Upstairs cafés () are cafés in Hong Kong that are located above street level. They became popular in the early 2000s and are mainly located in the upper floors of old commercial and mixed residential/commercial buildings in districts such as Mong Kok, Tsim Sha Tsui and Causeway Bay. Hong Kong’s dining guide websites such as OpenRice have a dedicated classification for these types of catering outlets.

Most of them have themed decorations such as pets, teddy bears, manga, or classrooms. Apart from food and drinks, many upstairs cafés in Hong Kong also provide free entertainment for customers such as Jenga, card games, chess sets and board games. Customers of upstairs cafés sometimes reserve the entire outlet for parties and gatherings due to the lower price point compared to restaurants at street level. Upstairs cafés are typically small businesses and are usually unadvertised and located in unmarked buildings in Hong Kong. As they are far from the dining outlets on the streets which have high visibility, it can be difficult for people to know of their the existence. People in Hong Kong usually learn about upstairs cafés from their friends, magazine articles, catering guide websites, or online blogs and forums.

== Reasons for existence ==
Due to Hong Kong's land shortage, retail rents in Hong Kong are constantly rising. According to property consultant CB Richard Ellis (CBRE), Hong Kong placed second with an average rent of US$1,695 per square foot per year in the report on global retail rents in the third quarter of 2011. Entrepreneurs of upstairs cafés choose the upstairs locations to avoid the high rents charged for ground-floor spaces.

As Hong Kong is a densely populated city, there are limited affordable public spaces for its people to gather for leisure.

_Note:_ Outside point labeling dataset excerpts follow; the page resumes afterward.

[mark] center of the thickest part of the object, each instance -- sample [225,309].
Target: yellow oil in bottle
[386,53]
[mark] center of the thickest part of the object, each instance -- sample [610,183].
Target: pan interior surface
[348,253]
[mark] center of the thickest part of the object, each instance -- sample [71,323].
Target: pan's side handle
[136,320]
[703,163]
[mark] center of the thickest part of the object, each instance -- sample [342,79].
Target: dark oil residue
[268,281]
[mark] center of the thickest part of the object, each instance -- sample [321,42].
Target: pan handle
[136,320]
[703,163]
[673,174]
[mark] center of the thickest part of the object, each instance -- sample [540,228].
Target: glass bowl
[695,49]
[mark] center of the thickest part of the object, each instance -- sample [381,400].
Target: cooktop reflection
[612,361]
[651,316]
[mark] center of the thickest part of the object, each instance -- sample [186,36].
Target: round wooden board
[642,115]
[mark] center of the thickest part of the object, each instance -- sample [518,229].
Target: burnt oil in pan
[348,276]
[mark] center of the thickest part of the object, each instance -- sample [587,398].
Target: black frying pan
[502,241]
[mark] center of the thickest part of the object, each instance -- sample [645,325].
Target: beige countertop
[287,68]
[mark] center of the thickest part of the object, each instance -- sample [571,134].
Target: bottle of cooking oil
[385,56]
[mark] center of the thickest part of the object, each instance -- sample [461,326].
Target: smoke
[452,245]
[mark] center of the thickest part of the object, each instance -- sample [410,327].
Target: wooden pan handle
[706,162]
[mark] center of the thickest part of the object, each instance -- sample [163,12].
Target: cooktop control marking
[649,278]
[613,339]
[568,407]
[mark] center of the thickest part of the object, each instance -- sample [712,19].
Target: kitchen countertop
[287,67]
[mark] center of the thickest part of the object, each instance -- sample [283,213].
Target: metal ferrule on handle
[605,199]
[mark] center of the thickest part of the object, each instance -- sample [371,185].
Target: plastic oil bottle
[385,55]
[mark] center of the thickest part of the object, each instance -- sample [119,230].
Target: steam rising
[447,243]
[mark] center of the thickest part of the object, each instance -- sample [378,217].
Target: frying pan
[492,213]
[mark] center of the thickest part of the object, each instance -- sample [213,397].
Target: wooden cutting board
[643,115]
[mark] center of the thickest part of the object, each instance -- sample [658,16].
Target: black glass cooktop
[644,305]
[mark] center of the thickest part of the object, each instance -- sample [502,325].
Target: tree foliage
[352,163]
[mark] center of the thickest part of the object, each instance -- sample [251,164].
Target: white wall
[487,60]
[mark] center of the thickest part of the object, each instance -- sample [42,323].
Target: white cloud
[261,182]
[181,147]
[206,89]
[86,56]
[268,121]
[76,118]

Upstairs cafés often have marketing strategies to compete with chain competitors in Hong Kong such as Starbucks and Pacific Coffee Company. Many upstairs cafes have their own themes to make themselves stand out.

== Relation to Hong Kong youth culture ==

Upstairs cafés are one of the common leisure spots for youngsters in Hong Kong. Their popularity comes from the uniqueness of different cafés. They usually have specific thematic concepts, ranging from providing board games to providing book loaning services to their customers. The wide variety of upstairs cafés have attracted many teenagers.

Upstairs cafés also provide business opportunities for young entrepreneurs.

"Lazy" is one of the traits that media often uses when describing Hong Kong post-1990s, regarding people born after the year of 1990. One of the claimed reasons is that they enjoy doing nothing. The popping up of more cafés in Hong Kong is partially related to this phenomenon, as young people in Hong Kong would seemingly rather spend hours in these upstairs cafés chatting with friends, rather than go for a hike on a sunny day. Besides, youngsters in Hong Kong are often living in packed houses, due to the overloaded population and lack of housing in Hong Kong. So these upstairs cafés also provide a common area for friend gatherings since crowded houses in Hong Kong may not be suitable for group of friends to play together.

== Unlicensed upstairs cafés ==
Many upstairs cafés are unlicensed. The Food and Environmental Hygiene Department only has 200 inspectors who are responsible for inspecting the restaurants. Without receiving any complaints, it is difficult to uncover unlicensed cafés located in different buildings and different districts. Without licenses, many safety problems may arise, such as food hygiene problems, lack of fire escape exits, and building structure problems. In addition, the quality of food and the hygiene of the environment may not be guaranteed.